The Atlanta Braves continue to churn out quality pitching prospects, this time, its Brandon Beachy whose making a name for himself.
I love hearing of guys finding success after going to a small school like Indiana Wesleyan and being passed up on in the draft. Beachy sounds like the real deal, you have to tip your cap to the scout who found him. After watching the video interview, you get a feeling that this kid wont be intimidated by the aura of the major leagues, due to his composure and somewhat unusual superstitions. Look for Beachy to be the player to watch in next seasons spring training.
Andrew Miller was a hot pitching prospect coming out of the University of North Carolina, now just a few years later, he looks to be regressing.
For Double-A Jacksonville, Miller has posted a 1-8 record with a 6.01 ERA, 61 BB, 66 K, and a .294 BAA in 85.1 innings of work. The Marlins have to plan on using this lefthander if they went out of their way to call him up, even if he will inherit the role of a “left handed specialist”. Does this mean the Marlins are throwing in the towel for 2010? Why would they bring him up to solve his control problems rather then sending him down where he can do it in far less meaningful games?
In his best outing of the season (and that isn’t saying much), Jason Marquis still found himself on the losing end after a 1-0 disappointment at the hand of the Phillies.

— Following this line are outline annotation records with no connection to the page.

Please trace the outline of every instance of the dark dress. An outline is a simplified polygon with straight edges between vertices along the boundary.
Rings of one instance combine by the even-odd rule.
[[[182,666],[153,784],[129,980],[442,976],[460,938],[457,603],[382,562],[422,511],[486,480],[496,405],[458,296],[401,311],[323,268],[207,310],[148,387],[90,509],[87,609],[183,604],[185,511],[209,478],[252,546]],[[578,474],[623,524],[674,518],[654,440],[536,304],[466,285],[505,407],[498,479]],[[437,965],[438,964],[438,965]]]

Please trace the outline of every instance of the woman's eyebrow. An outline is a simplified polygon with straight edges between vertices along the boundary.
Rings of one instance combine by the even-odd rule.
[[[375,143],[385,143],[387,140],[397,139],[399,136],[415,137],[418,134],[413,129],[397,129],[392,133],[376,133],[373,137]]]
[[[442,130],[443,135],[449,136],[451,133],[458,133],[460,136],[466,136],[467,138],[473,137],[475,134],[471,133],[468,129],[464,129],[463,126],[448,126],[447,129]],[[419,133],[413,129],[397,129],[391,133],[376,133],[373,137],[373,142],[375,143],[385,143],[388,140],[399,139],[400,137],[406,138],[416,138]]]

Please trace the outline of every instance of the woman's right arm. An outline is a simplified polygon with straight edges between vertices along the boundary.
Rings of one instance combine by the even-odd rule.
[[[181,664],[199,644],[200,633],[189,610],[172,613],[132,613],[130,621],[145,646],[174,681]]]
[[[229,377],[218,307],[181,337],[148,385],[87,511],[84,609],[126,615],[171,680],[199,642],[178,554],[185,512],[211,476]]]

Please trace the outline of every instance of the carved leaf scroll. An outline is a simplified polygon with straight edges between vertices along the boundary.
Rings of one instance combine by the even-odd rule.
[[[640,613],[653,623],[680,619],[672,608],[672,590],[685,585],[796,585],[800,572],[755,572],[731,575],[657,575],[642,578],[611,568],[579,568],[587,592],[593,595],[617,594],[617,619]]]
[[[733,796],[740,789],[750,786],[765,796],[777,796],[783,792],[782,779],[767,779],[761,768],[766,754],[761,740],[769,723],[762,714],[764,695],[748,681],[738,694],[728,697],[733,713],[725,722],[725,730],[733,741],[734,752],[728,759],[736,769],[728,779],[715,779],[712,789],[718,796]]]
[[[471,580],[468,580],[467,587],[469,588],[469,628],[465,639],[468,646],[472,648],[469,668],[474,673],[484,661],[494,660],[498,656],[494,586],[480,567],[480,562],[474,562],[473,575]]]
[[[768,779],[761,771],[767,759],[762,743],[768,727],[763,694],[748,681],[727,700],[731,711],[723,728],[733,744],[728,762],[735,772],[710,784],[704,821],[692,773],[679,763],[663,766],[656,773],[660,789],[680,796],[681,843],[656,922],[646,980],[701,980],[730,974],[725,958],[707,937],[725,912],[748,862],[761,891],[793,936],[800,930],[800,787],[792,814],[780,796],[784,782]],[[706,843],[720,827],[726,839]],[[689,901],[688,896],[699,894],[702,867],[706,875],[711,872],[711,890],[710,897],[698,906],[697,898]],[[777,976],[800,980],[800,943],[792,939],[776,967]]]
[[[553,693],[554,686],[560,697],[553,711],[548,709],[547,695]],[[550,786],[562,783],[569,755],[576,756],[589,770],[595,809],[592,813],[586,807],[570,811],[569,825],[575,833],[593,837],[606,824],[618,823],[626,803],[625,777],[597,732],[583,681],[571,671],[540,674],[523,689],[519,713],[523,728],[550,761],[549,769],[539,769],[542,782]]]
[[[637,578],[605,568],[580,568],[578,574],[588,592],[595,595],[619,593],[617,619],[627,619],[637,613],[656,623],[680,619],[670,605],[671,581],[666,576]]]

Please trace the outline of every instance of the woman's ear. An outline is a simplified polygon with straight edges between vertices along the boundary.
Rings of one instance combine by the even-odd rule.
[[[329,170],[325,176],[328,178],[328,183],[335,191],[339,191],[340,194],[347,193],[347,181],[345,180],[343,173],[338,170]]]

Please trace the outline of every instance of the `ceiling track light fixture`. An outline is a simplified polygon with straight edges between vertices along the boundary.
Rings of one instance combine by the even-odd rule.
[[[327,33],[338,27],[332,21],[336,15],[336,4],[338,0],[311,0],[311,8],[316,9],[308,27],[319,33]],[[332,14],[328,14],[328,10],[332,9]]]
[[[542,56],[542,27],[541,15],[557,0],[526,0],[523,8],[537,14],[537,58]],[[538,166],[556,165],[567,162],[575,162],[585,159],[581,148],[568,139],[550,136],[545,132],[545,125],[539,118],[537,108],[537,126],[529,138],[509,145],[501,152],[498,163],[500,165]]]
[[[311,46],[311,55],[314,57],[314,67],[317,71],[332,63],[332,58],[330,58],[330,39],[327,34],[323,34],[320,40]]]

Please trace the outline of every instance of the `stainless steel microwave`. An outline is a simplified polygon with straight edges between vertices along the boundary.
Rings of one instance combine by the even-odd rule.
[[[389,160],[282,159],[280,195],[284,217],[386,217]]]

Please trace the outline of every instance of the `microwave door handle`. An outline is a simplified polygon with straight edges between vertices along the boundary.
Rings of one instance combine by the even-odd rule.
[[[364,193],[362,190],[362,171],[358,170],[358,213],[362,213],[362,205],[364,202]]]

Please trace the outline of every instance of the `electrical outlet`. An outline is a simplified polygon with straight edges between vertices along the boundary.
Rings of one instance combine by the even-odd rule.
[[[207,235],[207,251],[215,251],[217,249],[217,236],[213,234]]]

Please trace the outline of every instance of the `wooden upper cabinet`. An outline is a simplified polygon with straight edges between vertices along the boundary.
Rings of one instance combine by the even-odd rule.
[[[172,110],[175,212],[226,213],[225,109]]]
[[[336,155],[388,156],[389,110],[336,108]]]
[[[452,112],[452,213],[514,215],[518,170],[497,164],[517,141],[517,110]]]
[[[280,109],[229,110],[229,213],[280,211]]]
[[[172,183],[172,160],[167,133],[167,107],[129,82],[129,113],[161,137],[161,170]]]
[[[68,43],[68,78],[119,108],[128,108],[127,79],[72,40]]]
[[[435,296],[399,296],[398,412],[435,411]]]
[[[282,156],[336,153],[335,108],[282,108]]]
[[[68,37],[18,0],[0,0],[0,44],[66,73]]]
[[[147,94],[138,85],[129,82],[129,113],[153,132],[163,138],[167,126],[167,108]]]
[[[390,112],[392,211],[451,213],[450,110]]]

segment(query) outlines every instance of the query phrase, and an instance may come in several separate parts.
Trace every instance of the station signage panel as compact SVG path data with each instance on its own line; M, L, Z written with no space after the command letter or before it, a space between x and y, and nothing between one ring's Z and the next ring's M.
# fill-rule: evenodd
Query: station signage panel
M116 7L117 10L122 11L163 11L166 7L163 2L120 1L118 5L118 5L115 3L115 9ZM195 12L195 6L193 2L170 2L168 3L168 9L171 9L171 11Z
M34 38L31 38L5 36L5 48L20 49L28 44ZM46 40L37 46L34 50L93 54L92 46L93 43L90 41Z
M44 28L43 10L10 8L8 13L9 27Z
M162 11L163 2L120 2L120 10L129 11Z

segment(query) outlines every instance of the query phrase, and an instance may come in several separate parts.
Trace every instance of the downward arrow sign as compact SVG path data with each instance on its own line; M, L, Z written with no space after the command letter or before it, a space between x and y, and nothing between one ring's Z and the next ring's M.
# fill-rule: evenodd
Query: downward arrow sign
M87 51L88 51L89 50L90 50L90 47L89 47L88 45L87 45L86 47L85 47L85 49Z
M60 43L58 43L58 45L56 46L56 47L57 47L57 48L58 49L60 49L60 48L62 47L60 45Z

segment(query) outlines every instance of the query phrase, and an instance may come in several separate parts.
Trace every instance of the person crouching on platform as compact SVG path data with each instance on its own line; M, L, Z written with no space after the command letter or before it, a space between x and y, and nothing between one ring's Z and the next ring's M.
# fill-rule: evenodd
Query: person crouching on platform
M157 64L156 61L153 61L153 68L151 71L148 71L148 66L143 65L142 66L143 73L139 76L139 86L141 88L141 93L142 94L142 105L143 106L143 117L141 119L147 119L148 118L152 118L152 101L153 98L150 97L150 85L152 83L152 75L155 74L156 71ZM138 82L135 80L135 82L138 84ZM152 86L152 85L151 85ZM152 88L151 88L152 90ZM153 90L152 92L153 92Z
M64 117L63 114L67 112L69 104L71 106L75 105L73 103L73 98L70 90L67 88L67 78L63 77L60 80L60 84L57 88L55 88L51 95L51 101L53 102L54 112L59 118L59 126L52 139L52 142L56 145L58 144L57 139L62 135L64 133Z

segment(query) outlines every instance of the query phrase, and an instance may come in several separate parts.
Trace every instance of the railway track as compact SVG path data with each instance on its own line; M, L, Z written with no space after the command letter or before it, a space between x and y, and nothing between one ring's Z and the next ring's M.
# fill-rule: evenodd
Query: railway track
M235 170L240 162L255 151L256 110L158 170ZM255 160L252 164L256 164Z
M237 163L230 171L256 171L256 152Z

Not only was last night the first time where Marquis reached the fifth inning, it was also the first time where he didn’t allow at least five runs. The veteran pitcher is now 0-6 with a 11.39 ERA on the season. Is this the end of the line for what was once baseballs most consistent starters? Since 2004, Marquis had won at least 11 games each season, clearly he wont reach that mark this year, but a year after winning 15 games with the Colorado Rockies, youd have to think he has something left in the tank, despite the injuries that had kept him out for the first three months of the season.